Projet Refuse Plastic – L’exemple du village de Talia

La sensibilisation et l’éducation

« Reduce, ReUse, Recycle ! »

NEI intervient à la fois auprès des communautés locales, des écoles et des universités. La sensibilisation porte principalement sur la compréhension des méfaits liés à la pollution plastique, sur les solutions simples qui peuvent être mises en place au quotidien (réutilisation de contenants par exemple) et sur l’importance du tri des déchets afin de permettre leur recyclage. Lorsque cela est possible, l’action est jointe à la parole à travers des sessions de nettoyage ou par la mise en place de bank sampah (banques de déchets).

Setiawan reçoit également beaucoup de visites à son atelier : des élèves, des étudiants mais également des compagnies et des membres du gouvernement. Il participe aussi à des évènements et à des conférences qui sont à chaque fois des opportunités de présenter son travail et de proposer des actions concrètes à mener pour améliorer la situation.

En 2023 ce ne sont pas moins de 100 actions de sensibilisation qui ont été réalisées pour 500 heures sur le terrain. Cette campagne a touché plus de 5000 adultes et 1000 enfants de la région de Kendari et des zones côtières proches.

Ce sont également 1300 gourdes qui ont été offertes par une entreprise minière locale et deux évènements en lien avec l’environnement et la pollution plastique qui ont eu lieu dans des écoles.

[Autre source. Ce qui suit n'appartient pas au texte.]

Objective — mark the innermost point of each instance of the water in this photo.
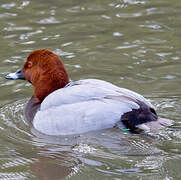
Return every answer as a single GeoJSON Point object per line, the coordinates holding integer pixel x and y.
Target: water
{"type": "Point", "coordinates": [132, 43]}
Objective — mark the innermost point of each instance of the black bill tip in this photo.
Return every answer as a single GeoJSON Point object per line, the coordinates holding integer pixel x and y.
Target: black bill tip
{"type": "Point", "coordinates": [16, 75]}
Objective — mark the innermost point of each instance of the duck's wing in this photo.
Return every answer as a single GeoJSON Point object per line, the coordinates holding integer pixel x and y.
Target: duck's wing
{"type": "Point", "coordinates": [88, 89]}
{"type": "Point", "coordinates": [84, 116]}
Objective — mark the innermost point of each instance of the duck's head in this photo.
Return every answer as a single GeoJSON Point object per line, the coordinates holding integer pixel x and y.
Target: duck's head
{"type": "Point", "coordinates": [45, 71]}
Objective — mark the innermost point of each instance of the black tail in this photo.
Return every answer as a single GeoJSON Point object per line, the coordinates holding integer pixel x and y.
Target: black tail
{"type": "Point", "coordinates": [144, 118]}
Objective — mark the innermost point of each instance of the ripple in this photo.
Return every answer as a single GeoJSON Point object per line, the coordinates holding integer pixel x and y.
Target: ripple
{"type": "Point", "coordinates": [18, 28]}
{"type": "Point", "coordinates": [8, 6]}
{"type": "Point", "coordinates": [50, 20]}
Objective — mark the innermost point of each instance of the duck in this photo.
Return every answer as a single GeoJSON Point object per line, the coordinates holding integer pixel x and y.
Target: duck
{"type": "Point", "coordinates": [63, 107]}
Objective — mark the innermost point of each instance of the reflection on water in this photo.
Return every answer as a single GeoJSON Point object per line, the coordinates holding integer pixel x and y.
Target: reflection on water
{"type": "Point", "coordinates": [131, 43]}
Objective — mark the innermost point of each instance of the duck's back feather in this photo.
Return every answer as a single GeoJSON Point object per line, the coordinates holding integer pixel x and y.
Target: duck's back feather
{"type": "Point", "coordinates": [83, 106]}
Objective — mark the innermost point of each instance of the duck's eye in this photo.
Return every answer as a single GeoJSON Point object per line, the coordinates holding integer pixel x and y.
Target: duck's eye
{"type": "Point", "coordinates": [29, 64]}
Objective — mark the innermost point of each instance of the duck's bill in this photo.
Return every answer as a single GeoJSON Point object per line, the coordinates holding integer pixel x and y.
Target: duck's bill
{"type": "Point", "coordinates": [16, 75]}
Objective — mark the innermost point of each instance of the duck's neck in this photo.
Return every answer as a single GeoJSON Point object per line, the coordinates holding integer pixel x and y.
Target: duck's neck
{"type": "Point", "coordinates": [50, 82]}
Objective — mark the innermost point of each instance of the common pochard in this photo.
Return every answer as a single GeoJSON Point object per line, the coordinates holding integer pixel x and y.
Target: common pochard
{"type": "Point", "coordinates": [61, 107]}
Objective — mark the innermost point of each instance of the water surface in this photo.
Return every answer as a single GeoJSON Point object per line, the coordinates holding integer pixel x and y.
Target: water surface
{"type": "Point", "coordinates": [133, 44]}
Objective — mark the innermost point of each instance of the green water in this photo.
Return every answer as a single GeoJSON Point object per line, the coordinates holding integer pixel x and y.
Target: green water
{"type": "Point", "coordinates": [132, 43]}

L’ambition du programme est grande et voudrait pouvoir sensibiliser toute la population de Kendari et des villages alentours pour ensuite s’étendre à toute la province de Sulawesi du sud-est. Pour cela, NEI a besoin de soutien et s’emploie donc à essayer de faire participer le gouvernement à sa démarche mais l’engagement des autorités locales est notamment rendu difficile par les problèmes de corruption.

Les bank sampah

Les bank sampah sont à la fois des organisations et des lieux de dépôt des déchets triés et valorisables en vue de leur achat et de leur collecte par les filières du recyclage. Ce sont donc des moyens de combiner dépollution plastique et source de revenus additionnels.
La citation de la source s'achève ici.